Le Temps de l’alchimie

Certes, il y eu deux équipes de rugby dans le Top 14. Mais un seul festival de danse semblait un concept périlleux, il y a 25 ans, pour un être convenablement doté de raison, même au sein d’un petit peuple réputé dansant au pied des Pyrénées. Il faut croire que ce quart de siècle donne raison à la folie et que la belle saison du Pays Basque est aussi celle où l’on reçoit en partage les envolés de ce bas monde, les bruissements de la danse contemporaine, les clameurs des ballets, les râles du flamenco, les tollés du Hip Hop, les cliquetis de la danse baroque, les haro du buto et même le claquement sec de ce vaste ensemble qui forme la danse basque d’aujourd’hui et dont les réflexions nourrissent en retour ce festival des temps pluriels. Une question d’alchimie hasardeuse quand le public fait, de cette rencontre, la pierre philosophale du succès. Logique qu’en retour, le festival Le Temps d’Aimer la danse mette le public au centre de cette 25ème édition.

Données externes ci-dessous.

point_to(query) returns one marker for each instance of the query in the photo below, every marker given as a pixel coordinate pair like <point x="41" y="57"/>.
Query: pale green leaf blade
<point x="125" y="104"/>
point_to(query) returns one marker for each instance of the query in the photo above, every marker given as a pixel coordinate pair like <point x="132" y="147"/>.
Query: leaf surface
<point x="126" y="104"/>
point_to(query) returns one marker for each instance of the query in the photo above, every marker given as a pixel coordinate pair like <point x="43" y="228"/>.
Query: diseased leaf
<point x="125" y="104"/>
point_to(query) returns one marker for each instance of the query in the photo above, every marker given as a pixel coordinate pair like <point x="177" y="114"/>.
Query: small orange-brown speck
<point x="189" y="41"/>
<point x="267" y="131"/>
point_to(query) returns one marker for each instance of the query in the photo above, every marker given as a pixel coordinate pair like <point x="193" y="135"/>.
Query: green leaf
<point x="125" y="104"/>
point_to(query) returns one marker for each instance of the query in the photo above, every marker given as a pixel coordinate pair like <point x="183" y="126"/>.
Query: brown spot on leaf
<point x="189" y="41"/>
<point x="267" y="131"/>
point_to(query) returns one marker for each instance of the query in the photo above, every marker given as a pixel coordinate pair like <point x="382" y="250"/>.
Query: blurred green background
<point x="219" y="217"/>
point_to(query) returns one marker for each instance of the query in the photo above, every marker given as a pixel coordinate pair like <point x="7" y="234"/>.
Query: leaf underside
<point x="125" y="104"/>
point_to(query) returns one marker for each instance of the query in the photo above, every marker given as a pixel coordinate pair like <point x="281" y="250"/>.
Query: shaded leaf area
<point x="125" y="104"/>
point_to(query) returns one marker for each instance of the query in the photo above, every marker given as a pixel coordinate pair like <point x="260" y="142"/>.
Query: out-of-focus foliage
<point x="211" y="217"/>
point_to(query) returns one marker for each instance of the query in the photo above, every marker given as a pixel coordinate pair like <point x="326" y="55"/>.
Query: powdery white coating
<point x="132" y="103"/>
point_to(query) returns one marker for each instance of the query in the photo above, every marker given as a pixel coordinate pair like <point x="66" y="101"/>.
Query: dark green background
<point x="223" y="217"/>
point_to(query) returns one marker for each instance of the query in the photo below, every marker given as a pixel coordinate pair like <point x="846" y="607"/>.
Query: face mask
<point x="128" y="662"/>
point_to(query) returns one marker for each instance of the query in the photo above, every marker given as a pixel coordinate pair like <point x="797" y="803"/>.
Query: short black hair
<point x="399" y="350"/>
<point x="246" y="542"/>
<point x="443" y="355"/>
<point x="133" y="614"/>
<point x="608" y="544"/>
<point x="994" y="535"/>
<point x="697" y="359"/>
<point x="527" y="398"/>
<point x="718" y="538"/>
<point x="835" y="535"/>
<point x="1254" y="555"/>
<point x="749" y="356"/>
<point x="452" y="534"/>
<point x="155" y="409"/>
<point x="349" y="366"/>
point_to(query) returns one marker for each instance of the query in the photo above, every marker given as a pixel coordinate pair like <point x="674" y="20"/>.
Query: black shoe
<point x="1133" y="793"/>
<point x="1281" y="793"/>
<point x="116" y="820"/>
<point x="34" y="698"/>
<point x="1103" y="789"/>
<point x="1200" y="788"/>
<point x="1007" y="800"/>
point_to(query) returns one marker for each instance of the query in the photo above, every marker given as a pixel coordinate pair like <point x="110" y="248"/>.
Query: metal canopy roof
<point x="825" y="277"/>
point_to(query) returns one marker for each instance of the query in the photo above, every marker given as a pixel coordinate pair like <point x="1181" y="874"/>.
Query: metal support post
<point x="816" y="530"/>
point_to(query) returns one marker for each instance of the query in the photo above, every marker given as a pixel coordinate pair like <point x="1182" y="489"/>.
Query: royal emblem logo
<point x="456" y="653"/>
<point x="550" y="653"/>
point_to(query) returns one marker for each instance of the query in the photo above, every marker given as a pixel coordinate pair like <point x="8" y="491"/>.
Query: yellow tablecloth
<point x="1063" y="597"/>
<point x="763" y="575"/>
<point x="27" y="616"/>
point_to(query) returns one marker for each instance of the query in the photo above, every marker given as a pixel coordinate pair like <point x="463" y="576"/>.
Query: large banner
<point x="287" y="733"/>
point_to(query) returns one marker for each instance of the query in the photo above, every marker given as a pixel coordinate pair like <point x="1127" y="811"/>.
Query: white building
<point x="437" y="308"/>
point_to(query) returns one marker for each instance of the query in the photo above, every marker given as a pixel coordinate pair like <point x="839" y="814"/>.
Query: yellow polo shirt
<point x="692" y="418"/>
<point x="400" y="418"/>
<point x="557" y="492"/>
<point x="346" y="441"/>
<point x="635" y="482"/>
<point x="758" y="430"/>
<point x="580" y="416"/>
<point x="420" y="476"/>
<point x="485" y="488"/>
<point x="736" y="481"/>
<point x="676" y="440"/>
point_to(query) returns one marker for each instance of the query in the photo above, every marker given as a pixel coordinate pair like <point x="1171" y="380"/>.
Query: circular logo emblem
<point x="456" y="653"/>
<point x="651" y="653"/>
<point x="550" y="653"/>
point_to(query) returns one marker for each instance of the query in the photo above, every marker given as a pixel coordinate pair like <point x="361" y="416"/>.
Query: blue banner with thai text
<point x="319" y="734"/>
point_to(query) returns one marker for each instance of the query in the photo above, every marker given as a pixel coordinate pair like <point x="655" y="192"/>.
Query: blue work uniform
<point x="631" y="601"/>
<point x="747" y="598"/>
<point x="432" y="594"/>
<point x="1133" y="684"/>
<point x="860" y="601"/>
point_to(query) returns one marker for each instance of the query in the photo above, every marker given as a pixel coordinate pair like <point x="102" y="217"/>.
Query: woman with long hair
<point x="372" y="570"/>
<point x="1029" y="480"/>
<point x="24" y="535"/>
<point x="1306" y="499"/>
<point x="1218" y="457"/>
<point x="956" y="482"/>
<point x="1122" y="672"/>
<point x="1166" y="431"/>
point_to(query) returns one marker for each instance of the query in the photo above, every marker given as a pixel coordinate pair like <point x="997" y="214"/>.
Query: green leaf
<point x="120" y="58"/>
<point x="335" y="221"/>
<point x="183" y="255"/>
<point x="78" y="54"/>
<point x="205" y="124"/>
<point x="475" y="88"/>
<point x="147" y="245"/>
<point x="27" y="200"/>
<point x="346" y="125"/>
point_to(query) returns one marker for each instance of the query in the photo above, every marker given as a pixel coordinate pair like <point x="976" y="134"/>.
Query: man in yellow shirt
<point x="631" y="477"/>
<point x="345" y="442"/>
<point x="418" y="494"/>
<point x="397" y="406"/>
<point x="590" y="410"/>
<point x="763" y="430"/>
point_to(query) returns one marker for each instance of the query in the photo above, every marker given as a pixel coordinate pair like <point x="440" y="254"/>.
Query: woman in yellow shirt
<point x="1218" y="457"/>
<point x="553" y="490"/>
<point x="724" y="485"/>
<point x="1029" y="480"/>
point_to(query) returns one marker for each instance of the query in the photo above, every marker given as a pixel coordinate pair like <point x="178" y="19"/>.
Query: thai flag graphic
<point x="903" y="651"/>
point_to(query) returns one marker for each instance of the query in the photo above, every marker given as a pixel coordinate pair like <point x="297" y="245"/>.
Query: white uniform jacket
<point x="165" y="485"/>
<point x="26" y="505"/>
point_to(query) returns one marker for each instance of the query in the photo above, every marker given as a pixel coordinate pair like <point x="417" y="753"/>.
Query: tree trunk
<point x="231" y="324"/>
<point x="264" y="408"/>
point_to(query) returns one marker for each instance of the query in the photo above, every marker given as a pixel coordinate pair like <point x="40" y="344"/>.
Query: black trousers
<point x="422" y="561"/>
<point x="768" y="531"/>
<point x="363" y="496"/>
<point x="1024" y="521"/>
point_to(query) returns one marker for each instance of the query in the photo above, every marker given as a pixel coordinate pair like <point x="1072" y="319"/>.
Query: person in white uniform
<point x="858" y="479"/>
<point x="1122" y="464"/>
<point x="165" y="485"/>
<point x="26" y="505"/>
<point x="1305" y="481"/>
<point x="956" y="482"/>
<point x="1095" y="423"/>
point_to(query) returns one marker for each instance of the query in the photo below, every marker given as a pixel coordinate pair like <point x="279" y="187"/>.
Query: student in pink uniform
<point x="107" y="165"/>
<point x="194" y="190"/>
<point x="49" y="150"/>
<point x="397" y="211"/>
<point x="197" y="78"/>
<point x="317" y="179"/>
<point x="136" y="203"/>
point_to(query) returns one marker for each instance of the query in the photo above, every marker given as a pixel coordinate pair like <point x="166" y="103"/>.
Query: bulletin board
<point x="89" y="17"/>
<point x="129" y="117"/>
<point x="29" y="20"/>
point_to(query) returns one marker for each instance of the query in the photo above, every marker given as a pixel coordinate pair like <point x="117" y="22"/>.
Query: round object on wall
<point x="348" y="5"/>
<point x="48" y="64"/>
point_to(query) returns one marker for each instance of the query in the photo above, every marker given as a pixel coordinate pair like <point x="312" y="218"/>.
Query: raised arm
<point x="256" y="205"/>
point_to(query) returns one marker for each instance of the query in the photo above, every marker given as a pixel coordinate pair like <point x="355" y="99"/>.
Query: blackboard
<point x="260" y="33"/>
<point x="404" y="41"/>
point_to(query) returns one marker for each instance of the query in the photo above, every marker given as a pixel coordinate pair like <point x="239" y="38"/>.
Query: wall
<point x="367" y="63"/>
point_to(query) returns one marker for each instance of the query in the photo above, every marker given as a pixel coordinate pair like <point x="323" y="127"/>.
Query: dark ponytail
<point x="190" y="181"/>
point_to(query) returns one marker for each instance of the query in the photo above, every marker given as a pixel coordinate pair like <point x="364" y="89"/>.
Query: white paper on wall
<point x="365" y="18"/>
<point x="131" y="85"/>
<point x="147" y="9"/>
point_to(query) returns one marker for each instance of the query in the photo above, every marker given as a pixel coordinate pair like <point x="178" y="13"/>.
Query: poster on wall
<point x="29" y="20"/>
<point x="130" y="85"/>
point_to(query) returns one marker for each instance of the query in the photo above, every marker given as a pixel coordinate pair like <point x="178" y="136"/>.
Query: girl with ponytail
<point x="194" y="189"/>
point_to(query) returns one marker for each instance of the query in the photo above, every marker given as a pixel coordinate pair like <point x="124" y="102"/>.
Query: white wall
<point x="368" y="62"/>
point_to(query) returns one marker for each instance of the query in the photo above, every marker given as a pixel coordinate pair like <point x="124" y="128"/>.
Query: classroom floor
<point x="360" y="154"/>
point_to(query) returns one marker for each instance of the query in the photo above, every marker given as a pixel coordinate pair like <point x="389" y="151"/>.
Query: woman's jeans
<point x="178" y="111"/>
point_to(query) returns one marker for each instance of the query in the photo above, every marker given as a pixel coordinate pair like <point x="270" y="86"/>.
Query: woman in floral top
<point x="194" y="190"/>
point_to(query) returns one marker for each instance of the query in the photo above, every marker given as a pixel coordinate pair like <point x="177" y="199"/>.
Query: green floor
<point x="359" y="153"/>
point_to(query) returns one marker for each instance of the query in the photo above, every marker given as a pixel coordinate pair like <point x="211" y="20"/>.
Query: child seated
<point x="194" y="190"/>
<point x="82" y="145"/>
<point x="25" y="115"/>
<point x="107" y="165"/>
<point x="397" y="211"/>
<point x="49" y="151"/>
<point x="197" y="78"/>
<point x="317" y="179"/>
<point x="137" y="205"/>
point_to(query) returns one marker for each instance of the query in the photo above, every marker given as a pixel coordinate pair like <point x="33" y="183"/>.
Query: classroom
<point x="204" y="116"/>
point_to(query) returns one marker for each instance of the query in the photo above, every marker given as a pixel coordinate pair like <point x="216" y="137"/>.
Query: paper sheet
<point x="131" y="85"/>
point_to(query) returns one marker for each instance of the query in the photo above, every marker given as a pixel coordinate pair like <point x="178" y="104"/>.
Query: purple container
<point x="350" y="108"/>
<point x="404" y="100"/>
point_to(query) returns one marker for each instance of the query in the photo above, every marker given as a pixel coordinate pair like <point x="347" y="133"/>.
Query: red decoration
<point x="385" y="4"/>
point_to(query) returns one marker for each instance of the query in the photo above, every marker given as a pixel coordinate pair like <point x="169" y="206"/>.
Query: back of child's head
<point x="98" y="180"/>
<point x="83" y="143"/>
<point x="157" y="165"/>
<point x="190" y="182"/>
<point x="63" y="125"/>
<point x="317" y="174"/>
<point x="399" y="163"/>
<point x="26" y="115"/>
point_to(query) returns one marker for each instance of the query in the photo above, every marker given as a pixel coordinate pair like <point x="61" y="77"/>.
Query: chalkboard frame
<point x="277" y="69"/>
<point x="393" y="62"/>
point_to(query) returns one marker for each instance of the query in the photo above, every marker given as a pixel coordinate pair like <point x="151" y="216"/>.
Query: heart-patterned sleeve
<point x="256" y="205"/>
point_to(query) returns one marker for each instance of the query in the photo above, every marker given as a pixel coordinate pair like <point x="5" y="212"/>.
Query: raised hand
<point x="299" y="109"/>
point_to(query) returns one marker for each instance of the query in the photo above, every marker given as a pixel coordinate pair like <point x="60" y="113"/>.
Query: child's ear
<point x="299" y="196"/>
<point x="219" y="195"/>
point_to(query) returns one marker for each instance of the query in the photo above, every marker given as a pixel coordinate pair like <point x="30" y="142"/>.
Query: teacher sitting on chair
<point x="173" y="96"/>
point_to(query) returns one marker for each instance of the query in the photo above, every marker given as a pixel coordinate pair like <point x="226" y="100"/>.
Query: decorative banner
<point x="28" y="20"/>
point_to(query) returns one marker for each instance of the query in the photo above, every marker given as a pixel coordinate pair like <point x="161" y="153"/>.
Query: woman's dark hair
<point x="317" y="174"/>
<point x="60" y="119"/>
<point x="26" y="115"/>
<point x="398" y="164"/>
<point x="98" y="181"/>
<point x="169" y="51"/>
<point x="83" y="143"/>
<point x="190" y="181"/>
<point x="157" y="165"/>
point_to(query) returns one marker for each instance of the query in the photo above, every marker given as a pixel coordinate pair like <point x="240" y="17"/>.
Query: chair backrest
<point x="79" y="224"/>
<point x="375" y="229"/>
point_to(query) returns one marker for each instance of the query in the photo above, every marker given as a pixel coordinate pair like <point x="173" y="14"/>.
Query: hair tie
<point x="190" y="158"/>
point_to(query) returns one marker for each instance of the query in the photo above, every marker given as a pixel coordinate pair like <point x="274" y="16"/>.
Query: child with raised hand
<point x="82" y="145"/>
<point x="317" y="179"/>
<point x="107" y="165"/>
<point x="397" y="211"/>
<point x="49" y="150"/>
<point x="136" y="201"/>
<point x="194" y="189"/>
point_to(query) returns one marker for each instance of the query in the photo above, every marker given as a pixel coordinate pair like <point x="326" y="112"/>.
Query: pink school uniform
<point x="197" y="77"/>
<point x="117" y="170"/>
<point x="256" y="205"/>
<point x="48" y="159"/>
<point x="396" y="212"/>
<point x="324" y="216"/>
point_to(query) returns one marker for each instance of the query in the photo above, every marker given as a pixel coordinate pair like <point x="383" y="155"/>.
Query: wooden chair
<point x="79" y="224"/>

Un quart de siècle dont la célébration s’ouvrira ce soir sur la plage du Port-Vieux, somptueux théâtre à l’italienne offert au public et aux horizons lointains. Le ballet junior de Genève lèvera le rideau avec une pièce enjouée et théâtralisée, avant de laisser place aux hôtes des lieux, le Malandain Ballet Biarritz et sa dernière création lumineuse. Une question d’habitude néo-classique avec lequel le public prend ses aises. Et pour qu’il prenne toute sa place dans ce festival d’alchimie, il faut en percevoir le battement sourd.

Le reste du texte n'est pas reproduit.